Prostaglandin E receptor subtype EP3 in conjunctival epithelium regulates late-phase reaction of experimental allergic conjunctivitis.

BACKGROUND: We previously demonstrated that the prostaglandin E(2) (PGE(2))-EP3 pathway negatively regulates allergic reactions in a murine allergic asthma model.
OBJECTIVES: We investigated whether the PGE(2)-EP3 pathway also regulates the development of murine experimental allergic conjunctivitis (EAC).

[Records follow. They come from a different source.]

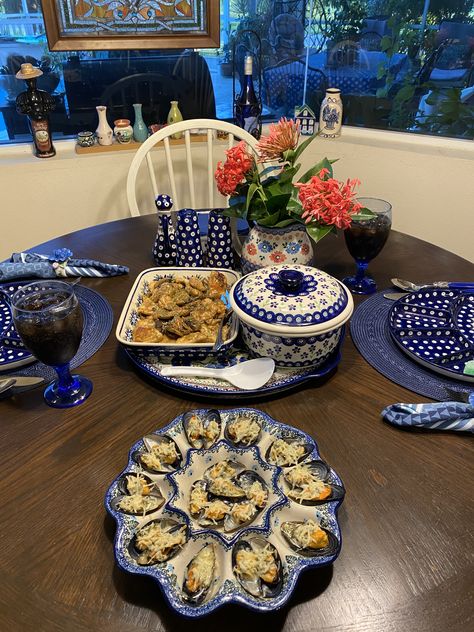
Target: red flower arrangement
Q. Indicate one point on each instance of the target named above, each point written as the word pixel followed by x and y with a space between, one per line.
pixel 271 198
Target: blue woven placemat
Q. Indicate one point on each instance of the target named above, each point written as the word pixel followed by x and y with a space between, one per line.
pixel 371 336
pixel 98 319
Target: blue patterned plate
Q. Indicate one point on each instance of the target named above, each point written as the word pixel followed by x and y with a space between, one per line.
pixel 435 327
pixel 282 380
pixel 273 525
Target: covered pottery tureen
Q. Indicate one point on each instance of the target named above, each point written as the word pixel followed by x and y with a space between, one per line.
pixel 293 314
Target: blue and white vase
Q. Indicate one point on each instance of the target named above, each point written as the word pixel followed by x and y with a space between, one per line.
pixel 164 248
pixel 219 241
pixel 266 246
pixel 188 239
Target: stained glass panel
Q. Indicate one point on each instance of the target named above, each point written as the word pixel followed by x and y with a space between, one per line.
pixel 88 18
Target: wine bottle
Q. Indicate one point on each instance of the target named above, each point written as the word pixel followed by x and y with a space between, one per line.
pixel 247 107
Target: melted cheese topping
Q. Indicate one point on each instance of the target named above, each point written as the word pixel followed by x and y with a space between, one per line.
pixel 201 570
pixel 252 564
pixel 257 494
pixel 315 489
pixel 136 503
pixel 242 512
pixel 244 430
pixel 309 535
pixel 283 453
pixel 157 544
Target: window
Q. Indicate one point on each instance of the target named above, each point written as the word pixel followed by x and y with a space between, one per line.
pixel 400 64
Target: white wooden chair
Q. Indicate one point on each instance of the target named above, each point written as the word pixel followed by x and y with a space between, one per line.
pixel 196 166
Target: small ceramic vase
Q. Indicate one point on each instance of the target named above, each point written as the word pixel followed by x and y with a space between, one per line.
pixel 140 130
pixel 266 246
pixel 330 116
pixel 103 132
pixel 188 239
pixel 219 241
pixel 123 131
pixel 164 248
pixel 175 116
pixel 85 139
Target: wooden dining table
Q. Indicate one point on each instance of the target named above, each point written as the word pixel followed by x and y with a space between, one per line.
pixel 406 521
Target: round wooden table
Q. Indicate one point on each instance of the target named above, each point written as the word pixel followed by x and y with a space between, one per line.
pixel 406 559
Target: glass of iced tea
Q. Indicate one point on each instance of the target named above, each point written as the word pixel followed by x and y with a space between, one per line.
pixel 48 317
pixel 365 238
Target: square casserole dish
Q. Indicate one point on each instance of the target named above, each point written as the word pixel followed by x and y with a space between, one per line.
pixel 175 352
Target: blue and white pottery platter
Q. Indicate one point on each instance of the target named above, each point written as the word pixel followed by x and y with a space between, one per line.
pixel 435 327
pixel 282 379
pixel 12 352
pixel 174 488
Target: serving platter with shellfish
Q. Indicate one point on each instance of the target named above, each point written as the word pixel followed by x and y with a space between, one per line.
pixel 225 506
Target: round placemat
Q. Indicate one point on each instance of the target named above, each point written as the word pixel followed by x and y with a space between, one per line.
pixel 371 336
pixel 98 319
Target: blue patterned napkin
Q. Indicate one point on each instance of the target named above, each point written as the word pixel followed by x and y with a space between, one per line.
pixel 439 416
pixel 25 265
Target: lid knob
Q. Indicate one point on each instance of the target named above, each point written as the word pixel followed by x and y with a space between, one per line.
pixel 290 279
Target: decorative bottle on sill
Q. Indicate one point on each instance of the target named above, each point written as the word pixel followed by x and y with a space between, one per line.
pixel 36 104
pixel 248 112
pixel 103 132
pixel 140 130
pixel 175 116
pixel 330 116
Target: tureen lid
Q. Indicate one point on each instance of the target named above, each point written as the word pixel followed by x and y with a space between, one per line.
pixel 288 297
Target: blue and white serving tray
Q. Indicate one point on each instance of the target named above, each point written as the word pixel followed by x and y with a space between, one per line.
pixel 435 327
pixel 281 381
pixel 274 524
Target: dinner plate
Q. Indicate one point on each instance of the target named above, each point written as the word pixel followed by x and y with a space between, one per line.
pixel 274 516
pixel 282 380
pixel 435 327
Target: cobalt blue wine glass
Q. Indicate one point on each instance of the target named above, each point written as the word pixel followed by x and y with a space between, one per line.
pixel 365 238
pixel 48 317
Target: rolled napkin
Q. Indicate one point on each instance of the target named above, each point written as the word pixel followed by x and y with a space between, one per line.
pixel 25 265
pixel 436 416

METHODS: The expression of EP3 was examined by means of RT-PCR and immunohistochemistry in wild-type mice, as well as by means of 5-bromo-4-chloro-3-indolyl-beta-D-galactopyranoside staining in mice deficient in EP3 (Ptger3(-/-) mice) carrying the beta-galactosidase gene at the EP3 gene locus. EAC was induced by immunization of mice with short ragweed pollen (RW), followed by challenge with eye drops of RW, and eosinophil infiltration and eotaxin-1 mRNA expression in the conjunctiva were examined. Mice were also treated with a topical application of an EP3-selective agonist during the elicitation phase. Quantitative RT-PCR was used to detect expression of COXs and prostaglandin E synthases, and ELISA was used to measure PGE(2) production in the eyelid.
RESULTS: EP3 was constitutively expressed in conjunctival epithelium on the ocular surface. Ptger3(-/-) mice demonstrated significantly increased eosinophil infiltration in conjunctiva after RW challenge compared with wild-type mice. Consistently, significantly higher expression of eotaxin-1 mRNA was observed in Ptger3(-/-) mice. Conversely, treatment of wild-type mice with an EP3-selective agonist resulted in a significant decrease in eosinophil infiltration, which was blunted in Ptger3(-/-) mice. Expression of COX-2 and prostaglandin E synthases was upregulated and PGE(2) content was increased in the eyelids after RW challenge.
CONCLUSION: These data suggest that PGE(2) acts on EP3 in conjunctival epithelium and downregulates the progression of EAC.